Fu Ippolito Salviano a maltrattare in questo modo il pesce più comune dei laghi prealpini. Nell'Aquatilium animalium historiae del 1558 scrive infatti che "la carne dell'Albora è dura, di difficile cottura e tanto insipida che giustamente questo è ritenuto il meno pregevole di tutti i pesci.
Comunque lo si cucini, non si riesce a renderlo gustoso e solo abbrustolito diventa gradito al palato.
Si consuma esclusivamente quando c'è scarsità di altri pesci".

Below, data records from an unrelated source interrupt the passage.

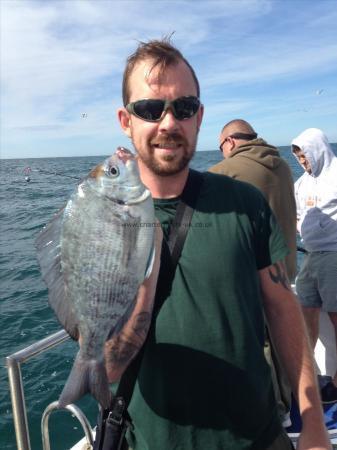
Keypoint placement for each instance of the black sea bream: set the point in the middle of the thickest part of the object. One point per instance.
(94, 255)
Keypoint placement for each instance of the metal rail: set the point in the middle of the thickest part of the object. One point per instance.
(76, 412)
(13, 363)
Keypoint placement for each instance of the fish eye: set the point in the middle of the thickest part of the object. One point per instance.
(113, 171)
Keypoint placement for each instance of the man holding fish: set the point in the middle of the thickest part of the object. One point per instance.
(203, 381)
(204, 355)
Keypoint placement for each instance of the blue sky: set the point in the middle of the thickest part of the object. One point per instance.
(271, 62)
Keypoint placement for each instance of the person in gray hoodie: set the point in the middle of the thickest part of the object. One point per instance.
(316, 201)
(251, 159)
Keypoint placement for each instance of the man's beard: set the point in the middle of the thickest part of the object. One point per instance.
(169, 164)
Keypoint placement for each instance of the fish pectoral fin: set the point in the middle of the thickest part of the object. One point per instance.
(86, 376)
(49, 257)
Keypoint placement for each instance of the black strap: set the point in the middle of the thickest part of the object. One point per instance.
(114, 422)
(183, 216)
(178, 232)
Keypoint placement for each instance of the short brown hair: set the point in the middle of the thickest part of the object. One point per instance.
(163, 54)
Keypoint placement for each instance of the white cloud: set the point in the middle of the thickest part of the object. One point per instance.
(60, 58)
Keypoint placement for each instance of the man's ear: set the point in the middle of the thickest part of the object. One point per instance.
(200, 115)
(124, 120)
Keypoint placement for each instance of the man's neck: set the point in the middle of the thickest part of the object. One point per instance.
(163, 186)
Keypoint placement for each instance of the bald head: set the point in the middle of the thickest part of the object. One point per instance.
(235, 133)
(238, 126)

Tradizionalmente, si riconosce che il tempo migliore per consumare l'alborella è tra ottobre e giugno (quando è più difficile pescare pesci più appetibili).

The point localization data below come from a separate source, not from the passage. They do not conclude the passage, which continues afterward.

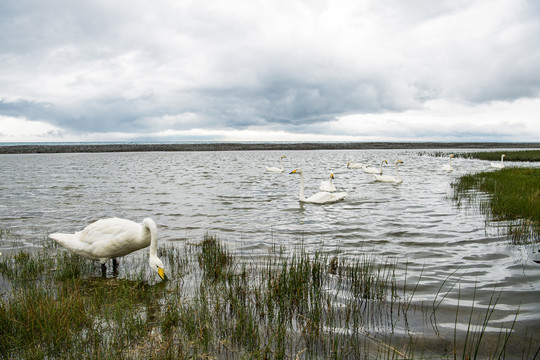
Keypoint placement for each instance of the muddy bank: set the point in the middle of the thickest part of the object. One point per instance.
(77, 148)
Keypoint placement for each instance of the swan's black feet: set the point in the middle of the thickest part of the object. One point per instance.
(103, 270)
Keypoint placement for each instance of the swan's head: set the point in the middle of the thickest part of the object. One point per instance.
(297, 171)
(157, 265)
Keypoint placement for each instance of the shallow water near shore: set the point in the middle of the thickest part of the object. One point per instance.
(449, 252)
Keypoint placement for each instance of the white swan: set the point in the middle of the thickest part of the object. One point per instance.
(390, 179)
(499, 165)
(448, 167)
(111, 238)
(328, 185)
(353, 165)
(320, 197)
(275, 169)
(369, 170)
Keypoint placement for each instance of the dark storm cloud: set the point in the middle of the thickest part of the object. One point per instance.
(143, 66)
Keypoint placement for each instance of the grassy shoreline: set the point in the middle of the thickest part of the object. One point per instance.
(248, 146)
(514, 199)
(294, 305)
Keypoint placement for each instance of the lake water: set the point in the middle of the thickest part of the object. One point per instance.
(230, 194)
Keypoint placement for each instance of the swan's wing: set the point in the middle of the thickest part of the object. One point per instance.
(113, 229)
(327, 186)
(386, 178)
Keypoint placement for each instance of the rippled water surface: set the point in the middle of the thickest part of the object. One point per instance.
(230, 194)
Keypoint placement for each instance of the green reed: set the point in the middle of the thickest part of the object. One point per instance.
(285, 305)
(514, 199)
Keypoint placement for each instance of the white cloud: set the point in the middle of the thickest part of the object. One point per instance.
(289, 67)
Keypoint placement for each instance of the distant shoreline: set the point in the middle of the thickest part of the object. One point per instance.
(99, 148)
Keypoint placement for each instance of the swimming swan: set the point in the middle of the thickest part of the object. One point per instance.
(390, 179)
(499, 165)
(328, 185)
(369, 170)
(275, 169)
(448, 167)
(111, 238)
(320, 197)
(353, 165)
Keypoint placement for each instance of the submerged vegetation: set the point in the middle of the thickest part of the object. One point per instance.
(514, 194)
(522, 155)
(280, 307)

Sempre secondo l'abitudine popolare, in questo periodo, trovando poco nutrimento, i pesciolini possono essere fritti tutti interi, senza eviscerarli.
L'ingrediente: l'olio di oliva dei laghi lombardi
Introdotto in epoca romana da coloni provenienti dalla Magna Grecia, l'olivo ha trovato un clima adatto attorno ai laghi maggiori della Lombardia, soprattutto quello di Garda, quello d'Iseo e quello di Como, dove il clima è sufficientemente dolce e dove è diventato un elemento importante del paesaggio locale.
Se sul lago di Como la produzione è oggi limitata al consumo familiare o locale, soprattutto nella cosiddetta Zòca de l'Oli, tra Griante e Sala Comacina, sul Garda e sul Sebino la produzione di olive riesce ad essere ancora oggi apprezzabile e ad assicurare discreta presenza sul mercato nazionale ad un olio extravergine con caratteri specifici di riconoscibilità.
Le varietà di olive sono quelle tradizionalmente coltivate sul Benaco, come la Casaliva e la Gargnà. La raccolta viene effettuata a mano, in modo da non danneggiare il frutto, che viene poi spremuto a freddo.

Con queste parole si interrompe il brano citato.